Un riche ouvrage collectif rassemble divers écrivains pour rendre hommage à l'auteur allemand des Anneaux de Saturne, disparu il y a dix ans. Nous publions une de ces contributions.

Par Thierry Hesse

Dix ans ont passé depuis que Sebald s'est tué sur une route de Norwich dans un accident de voiture. Je songeais ces jours-ci à sa disparition, quand me sont revenues les images du début d'Austerlitz, son tout dernier roman. En ouvrant le livre, on ne peut manquer d'être saisi par les quatre paires d'yeux qui, sur une double page, vous regardent sans ciller.

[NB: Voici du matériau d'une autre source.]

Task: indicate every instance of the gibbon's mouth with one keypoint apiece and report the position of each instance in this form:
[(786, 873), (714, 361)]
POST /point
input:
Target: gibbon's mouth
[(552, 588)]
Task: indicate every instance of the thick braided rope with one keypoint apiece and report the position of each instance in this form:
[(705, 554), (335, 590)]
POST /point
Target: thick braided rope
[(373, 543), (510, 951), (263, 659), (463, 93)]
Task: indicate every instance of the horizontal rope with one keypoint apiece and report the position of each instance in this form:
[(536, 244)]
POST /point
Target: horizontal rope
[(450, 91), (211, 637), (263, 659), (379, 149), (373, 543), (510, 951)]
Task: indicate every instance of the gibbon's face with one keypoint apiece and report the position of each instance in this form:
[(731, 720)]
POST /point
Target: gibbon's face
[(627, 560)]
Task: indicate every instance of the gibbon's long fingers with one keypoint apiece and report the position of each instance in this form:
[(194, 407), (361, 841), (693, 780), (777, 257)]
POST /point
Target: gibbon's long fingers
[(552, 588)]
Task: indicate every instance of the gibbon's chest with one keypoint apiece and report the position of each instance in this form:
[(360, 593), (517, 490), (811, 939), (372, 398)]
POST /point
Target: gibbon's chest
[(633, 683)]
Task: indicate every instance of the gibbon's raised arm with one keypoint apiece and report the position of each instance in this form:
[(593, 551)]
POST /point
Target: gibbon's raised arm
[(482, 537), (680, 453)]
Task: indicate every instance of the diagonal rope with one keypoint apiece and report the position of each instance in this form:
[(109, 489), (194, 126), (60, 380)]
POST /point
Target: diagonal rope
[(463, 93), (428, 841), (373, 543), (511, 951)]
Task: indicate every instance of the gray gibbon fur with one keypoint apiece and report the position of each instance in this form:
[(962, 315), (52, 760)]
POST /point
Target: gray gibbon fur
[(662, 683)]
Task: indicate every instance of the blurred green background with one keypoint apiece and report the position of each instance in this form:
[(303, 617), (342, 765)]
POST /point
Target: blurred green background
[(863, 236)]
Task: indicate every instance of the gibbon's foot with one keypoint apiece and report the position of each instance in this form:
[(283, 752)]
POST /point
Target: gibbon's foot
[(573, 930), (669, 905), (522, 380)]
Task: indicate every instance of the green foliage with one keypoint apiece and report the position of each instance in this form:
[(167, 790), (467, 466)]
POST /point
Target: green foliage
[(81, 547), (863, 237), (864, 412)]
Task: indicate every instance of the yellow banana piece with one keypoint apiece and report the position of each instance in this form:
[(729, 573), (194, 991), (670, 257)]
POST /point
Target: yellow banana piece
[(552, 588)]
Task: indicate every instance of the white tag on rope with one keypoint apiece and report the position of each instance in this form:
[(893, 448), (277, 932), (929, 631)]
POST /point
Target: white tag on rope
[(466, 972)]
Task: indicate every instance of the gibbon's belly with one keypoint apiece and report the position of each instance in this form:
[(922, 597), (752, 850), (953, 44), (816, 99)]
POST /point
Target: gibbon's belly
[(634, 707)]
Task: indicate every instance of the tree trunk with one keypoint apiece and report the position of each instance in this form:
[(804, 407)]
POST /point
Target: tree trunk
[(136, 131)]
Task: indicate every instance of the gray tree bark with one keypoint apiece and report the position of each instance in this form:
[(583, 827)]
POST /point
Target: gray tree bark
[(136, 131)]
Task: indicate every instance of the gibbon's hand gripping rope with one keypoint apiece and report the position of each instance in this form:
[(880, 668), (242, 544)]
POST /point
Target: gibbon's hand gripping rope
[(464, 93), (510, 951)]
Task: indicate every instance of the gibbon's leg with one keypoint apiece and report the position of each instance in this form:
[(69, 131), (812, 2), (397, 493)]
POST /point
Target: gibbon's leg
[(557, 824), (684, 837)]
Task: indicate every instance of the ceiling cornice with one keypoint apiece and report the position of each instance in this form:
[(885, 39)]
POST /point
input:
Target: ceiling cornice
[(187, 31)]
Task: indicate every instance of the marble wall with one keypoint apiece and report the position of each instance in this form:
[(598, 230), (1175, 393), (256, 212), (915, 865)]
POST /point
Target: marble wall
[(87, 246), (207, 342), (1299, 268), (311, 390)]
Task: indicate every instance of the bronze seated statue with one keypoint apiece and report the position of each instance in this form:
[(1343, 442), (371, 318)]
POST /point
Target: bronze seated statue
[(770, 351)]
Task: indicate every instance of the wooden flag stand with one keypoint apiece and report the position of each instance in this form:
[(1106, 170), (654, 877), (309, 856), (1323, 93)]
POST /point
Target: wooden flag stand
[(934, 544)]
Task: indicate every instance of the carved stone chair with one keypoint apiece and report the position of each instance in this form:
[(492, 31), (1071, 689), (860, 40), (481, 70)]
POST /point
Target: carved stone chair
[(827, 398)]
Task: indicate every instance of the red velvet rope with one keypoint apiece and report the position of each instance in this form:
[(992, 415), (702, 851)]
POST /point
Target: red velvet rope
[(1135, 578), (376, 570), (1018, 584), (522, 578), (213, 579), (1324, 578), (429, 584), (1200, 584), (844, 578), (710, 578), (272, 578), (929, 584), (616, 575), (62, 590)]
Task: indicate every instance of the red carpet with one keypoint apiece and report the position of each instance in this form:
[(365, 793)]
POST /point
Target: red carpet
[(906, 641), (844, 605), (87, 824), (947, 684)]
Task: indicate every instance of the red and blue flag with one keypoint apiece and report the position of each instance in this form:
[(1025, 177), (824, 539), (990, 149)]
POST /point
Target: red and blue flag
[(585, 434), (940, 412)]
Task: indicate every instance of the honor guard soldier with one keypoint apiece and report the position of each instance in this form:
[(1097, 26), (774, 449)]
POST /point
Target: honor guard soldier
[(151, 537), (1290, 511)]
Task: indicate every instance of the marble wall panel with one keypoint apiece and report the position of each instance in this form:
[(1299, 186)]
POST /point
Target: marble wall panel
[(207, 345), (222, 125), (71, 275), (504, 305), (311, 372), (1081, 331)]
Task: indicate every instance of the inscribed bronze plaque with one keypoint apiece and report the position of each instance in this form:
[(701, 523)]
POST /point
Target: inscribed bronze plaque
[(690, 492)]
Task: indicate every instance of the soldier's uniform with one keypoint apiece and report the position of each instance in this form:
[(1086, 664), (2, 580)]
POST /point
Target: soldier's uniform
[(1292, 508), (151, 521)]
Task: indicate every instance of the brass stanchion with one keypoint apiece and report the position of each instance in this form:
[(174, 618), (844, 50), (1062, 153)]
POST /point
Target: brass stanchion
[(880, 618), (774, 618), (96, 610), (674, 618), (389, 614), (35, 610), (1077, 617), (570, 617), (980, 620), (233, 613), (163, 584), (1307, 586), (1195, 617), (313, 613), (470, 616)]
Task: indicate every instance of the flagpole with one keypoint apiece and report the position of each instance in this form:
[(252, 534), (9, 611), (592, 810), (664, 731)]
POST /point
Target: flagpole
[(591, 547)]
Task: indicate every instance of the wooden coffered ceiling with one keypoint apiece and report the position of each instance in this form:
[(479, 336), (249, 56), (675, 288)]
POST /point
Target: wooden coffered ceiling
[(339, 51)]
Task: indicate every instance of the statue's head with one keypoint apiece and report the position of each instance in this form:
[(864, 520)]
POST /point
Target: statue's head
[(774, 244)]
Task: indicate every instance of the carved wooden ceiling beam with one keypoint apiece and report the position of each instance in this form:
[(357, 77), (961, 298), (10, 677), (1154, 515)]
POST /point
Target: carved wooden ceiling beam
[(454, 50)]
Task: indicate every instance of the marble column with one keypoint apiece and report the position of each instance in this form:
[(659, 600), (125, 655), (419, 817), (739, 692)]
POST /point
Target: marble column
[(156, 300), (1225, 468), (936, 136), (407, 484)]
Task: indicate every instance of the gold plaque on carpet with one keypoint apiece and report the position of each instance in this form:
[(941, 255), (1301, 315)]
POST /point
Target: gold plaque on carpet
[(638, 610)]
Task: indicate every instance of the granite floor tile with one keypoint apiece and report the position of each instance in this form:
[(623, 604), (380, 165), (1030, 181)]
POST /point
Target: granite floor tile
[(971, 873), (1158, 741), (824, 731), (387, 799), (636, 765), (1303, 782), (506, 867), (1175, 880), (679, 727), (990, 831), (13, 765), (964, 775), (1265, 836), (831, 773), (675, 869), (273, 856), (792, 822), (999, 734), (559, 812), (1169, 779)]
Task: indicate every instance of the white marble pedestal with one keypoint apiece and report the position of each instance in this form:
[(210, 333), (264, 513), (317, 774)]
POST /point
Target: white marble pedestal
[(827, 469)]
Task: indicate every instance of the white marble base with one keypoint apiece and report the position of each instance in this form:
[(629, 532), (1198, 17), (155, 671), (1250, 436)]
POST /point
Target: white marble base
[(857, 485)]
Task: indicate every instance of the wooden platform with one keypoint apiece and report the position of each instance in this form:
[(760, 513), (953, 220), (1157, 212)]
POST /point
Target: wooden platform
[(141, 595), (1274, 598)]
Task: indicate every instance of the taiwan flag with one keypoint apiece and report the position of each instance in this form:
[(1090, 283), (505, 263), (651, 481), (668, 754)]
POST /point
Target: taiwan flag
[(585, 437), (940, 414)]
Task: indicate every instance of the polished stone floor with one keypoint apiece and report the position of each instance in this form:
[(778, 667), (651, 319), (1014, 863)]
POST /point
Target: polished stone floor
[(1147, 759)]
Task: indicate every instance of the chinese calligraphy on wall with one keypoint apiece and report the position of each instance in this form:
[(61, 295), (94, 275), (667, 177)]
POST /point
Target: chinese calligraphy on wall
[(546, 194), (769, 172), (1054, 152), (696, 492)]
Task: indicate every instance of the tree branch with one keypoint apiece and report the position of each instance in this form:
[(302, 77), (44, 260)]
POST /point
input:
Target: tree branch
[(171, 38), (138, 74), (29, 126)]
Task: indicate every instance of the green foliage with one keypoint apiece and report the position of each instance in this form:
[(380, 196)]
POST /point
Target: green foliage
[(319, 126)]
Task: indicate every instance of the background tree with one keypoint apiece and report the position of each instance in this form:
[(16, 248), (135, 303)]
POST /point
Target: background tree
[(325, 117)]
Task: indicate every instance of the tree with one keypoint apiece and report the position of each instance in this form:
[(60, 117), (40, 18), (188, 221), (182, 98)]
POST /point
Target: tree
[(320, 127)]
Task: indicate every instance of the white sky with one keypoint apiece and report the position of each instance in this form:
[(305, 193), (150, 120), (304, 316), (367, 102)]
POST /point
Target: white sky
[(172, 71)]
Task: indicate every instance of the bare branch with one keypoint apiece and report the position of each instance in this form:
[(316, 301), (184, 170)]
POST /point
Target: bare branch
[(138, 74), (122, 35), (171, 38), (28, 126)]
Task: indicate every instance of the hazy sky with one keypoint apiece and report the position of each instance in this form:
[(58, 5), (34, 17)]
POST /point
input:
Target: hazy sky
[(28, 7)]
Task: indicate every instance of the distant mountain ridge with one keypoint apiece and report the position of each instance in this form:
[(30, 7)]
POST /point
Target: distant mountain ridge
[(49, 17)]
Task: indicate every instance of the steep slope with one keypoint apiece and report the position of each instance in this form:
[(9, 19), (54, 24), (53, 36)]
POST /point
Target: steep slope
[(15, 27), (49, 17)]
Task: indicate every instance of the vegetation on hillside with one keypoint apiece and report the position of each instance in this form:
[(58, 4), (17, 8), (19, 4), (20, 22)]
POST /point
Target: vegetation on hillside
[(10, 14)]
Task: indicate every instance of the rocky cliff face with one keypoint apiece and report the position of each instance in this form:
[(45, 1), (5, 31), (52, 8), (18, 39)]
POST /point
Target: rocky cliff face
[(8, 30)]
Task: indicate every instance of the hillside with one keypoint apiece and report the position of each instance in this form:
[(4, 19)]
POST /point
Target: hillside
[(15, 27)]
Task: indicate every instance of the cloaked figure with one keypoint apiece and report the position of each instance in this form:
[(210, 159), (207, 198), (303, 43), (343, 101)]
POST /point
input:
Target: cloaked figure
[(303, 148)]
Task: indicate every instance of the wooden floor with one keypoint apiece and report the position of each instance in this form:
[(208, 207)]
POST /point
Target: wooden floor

Comme Sebald nous a quittés peu après que l'ouvrage a paru, je suis tenté de voir dans ces quatre regards un signe, une prédiction. Sebald devait certes ignorer son destin, mais je reste frappé qu'il ait choisi ces quatre illustrations pour les premières pages d'Austerlitz. À qui donc appartiennent ces yeux? À gauche, il s'agit de regards d'animaux, des animaux nocturnes, inquiets ou aux aguets - probablement est-ce un maki et un grand-duc. À droite, ce sont des regards d'hommes. Le premier pourrait être celui de Ludwig Wittgenstein. Des yeux qui montrent encore de l'inquiétude. J'y reconnais aussi de la sagacité et de l'orgueil (dans le bon sens du terme). Pour le personnage au-dessous, aucune de mes hypothèses ne l'emporte. Néanmoins ces deux hommes, j'en jurerais, sont des êtres de savoir et de discernement. Je dirais: un artiste et un philosophe.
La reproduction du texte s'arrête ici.